Once I find a suitable property, then I will have to negotiate a rental contract. This could take a couple of months if the spot is perfect but the contract is not. Negotiations are always a way to get the perfect situation, but you have to be willing to make some changes. Then, the legal process begins. I will need a tax ID and a business license. I am also going to find out if I need a dealer’s license since I plan on buying and trading from others. There are a few things as a secondhand dealer I won’t sell because I am not going to get a special permit. Those things are plants, food and mattresses. The property will need to be inspected by the local safety inspector to make sure that doors and bathrooms meet specifications. I am not going to go non profit in the beginning because the Internal Revenue Service can take up to a year to approve the status. So the beginning plan is to open up a normal for profit business.

Next is the 3 to 6 months category. This is the business license and zoning approval part. If the location is not approved commercial or retail, I have to keep moving. Or, if the property does not already have the proper zoning and I really want the location, I will have to pursue an exemption or zoning changes through the zoning board. This process of obtaining business licensing and zoning could take weeks or even months to complete in some places.

Then, the category of 1 to 3 months is all about the stock. Yes, I already have lots of stuff to sell, but when it sells, I need to replace it with something else. Buying is really more important than selling. You need to stay on top of your pricing because you have to make twice what you paid for the item. I am very pleased that over all the years of thrifting I have developed the ability to size up salable merchandise. I am not sure if I will specialize in one type of item such as furniture or dishware, but I do know that I will have to have a few valuable pieces in my inventory to create a desire for customers to come back looking for more “special items”.

I have decided, in order to keep my inventory flowing, I will purchase items for resale from people who bring things in to my shop. I have learned in watching other thrift store owners, that buying used items in quantity is almost always a good idea. One friend bought the contents of a local hotel that was to be torn down. They bought the furniture, rugs, plumbing, light fixtures, dishes, etc. He sold everything in his shop and it went fast when he put in ads that said where the items were from. There is a certain sentiment about anything that belonged to an old landmark. When some things didn’t sell quickly he would rearrange the merchandise and set it in an “out of the box” type of situation and it always sold immediately. I know that I will also have to go out early Saturday mornings before the shop opens to go to garage sales to keep the shop loaded! I will more than likely not carry clothing as they are too costly to prepare for sale. Washing, drying, ironing all take too much time to make it cost effective. It takes time to stock a thrift store and, just like my new house, it takes time to arrange everything so that it looks so good that someone will buy it! I will need to find racks, display tables and cases in which to place items and then I will have to create a system for pricing items. I will need a cash register and signage and proper lighting.

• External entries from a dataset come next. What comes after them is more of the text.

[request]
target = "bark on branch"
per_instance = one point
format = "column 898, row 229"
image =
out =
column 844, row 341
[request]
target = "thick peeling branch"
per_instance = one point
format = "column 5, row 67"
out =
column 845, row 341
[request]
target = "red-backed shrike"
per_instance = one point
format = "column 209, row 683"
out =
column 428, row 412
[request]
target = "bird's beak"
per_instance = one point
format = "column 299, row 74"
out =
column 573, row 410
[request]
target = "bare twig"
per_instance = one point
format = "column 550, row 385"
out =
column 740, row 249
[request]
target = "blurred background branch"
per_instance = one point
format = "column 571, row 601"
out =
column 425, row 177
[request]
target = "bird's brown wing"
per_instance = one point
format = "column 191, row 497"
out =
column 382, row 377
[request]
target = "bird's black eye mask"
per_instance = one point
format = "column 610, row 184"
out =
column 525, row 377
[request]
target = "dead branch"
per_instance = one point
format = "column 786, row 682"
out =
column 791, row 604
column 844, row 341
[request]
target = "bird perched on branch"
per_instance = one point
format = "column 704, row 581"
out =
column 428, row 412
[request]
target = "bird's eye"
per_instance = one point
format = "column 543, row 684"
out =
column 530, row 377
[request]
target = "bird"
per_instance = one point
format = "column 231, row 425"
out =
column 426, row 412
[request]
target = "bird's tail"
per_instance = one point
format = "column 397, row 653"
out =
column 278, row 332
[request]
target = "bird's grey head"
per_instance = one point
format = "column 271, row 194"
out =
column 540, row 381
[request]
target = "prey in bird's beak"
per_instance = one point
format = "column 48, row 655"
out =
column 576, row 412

One month before opening is the time to get things finalized and in order. Painting walls and floors and arranging display centers and start pulling the place together. I am going to run my store by myself so I won’t have to worry about training employees or setting up paperwork, but those are the things that should be performed during the final month before opening. Advertising should be arranged and scheduled and a bookkeeping system should be designed before the doors open for business.

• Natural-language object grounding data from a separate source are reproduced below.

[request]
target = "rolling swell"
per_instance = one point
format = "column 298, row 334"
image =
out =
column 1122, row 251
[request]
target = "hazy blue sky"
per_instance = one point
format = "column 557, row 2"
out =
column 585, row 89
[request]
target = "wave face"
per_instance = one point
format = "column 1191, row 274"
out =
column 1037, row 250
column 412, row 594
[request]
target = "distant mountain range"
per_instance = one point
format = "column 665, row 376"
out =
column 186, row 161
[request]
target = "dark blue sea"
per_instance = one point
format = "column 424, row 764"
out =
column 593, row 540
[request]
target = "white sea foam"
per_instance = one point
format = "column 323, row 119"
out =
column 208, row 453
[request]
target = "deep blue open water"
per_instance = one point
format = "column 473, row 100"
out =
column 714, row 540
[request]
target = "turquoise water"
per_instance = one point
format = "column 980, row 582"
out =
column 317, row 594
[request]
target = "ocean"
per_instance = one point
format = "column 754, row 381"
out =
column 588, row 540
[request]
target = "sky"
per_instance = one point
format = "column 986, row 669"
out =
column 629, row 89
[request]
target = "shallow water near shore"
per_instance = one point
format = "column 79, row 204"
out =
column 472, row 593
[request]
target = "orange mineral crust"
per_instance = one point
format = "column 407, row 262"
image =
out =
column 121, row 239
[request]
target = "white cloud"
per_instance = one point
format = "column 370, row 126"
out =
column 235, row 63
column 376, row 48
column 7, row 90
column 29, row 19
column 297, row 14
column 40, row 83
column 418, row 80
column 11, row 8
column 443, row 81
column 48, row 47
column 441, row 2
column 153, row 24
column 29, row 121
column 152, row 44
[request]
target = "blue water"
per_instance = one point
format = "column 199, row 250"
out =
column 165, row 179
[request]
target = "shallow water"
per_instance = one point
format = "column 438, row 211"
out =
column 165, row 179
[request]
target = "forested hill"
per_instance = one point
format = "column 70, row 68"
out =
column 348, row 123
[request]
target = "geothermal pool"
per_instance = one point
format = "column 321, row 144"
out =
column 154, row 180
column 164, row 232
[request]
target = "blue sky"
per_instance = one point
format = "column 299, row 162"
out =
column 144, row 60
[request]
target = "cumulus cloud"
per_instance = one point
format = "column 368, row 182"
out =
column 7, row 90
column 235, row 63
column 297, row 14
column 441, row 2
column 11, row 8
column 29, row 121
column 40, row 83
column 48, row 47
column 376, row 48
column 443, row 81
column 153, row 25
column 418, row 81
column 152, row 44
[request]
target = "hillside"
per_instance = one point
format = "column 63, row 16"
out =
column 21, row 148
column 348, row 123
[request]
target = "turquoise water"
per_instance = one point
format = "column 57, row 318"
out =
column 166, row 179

And finally, the day before my grand opening, my to do list is probably still very long. I have to make sure that I have bags for purchases, cash in the register and fine tune all of the displays. I will strive for perfection, but in the thrift business, perfection is in the find! I have this vision in my head of what my shop should look like and what I should carry. It will take some time to get there, but I have my To-Do list for the next year and my vision to drive me forward. Now, for the perfect Welcome sign!